Mastermind of 2007 politician murders arrested

Manuel Castillo, the alleged "intellectual author" of the murder in February 2007 of 3 Salvadoran deputies to the Central American parliament as well as their driver, has been arrested.  The 2007 murders in Guatemala have been tied to narcotics trafficking. 

Castillo had been identified months ago for his role in the murders.   He was a deputy in the Guatemalan legislature and the elected mayor of the Guatemalan town of Jutiapa in a region police say is dominated by drug smugglers.

Although the supposed mastermind of the murders has been arrested, and much is known about how the murder took place, there are still many unanswered questions about the link between the Salvadoran politicians and the Guatemalan  criminal ring which wanted them dead.  The answers to those questions, if the answers ever come, will shed light on how pervasive the corrupting influence of drug money has become in El Salvador.   


Anonymous said…
This case testifies to how corrupt the official government of ES has become in the absence of a system of check and balances which could be provided by the FMLN once in power (essential to any living democracy).
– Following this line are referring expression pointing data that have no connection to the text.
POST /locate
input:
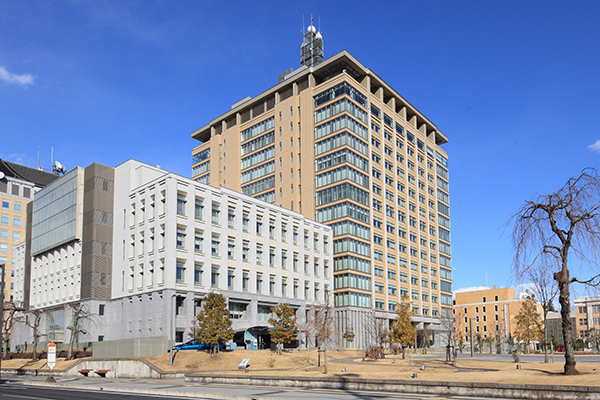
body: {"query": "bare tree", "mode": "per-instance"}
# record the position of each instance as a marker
(554, 227)
(460, 335)
(8, 321)
(34, 320)
(79, 318)
(545, 291)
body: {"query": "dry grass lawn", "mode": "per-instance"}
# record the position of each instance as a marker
(304, 363)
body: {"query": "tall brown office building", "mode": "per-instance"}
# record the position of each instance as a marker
(335, 142)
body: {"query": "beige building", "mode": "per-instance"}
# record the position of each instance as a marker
(335, 142)
(587, 315)
(493, 312)
(17, 186)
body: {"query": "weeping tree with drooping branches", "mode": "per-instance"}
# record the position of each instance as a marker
(556, 229)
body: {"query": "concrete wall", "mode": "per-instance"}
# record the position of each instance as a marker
(127, 348)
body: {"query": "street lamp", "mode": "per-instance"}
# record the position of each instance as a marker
(471, 333)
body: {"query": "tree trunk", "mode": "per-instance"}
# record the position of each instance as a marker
(70, 354)
(34, 347)
(325, 356)
(319, 357)
(562, 278)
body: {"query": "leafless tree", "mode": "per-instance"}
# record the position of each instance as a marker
(552, 229)
(80, 315)
(447, 327)
(545, 291)
(460, 335)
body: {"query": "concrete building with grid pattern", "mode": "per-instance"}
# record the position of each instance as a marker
(140, 247)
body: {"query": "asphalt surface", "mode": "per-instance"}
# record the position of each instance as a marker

Still, I wonder about how effective the official Salvadoran government could be if it continued on the course that it is on now? Perhaps more poverty and economic neglect—where is its investment in industry? Information Technology? Fundamentally, the Guatemalan case brings to bare the question of WHO REALLY IS at the root of ordering the assassination of the ARENA politicians: was it ARENA officials tied to the drug cartel or the FMLN regime due to historical reasons and why? How would either of these organizations benefit from such assassination?
Anonymous said…
I agree with Anonymous. But as we all know well even the invincible, almighty US has corrupt officials and has had major scandal. Think JFK. Although the presence of FMLN with eliminate alot of corruption in the ES government, it will still continue no matter who is in office. Politics and corruption, at times, seem to go hand in hand. Unfortunate as it is, sometimes it can be for a good cause.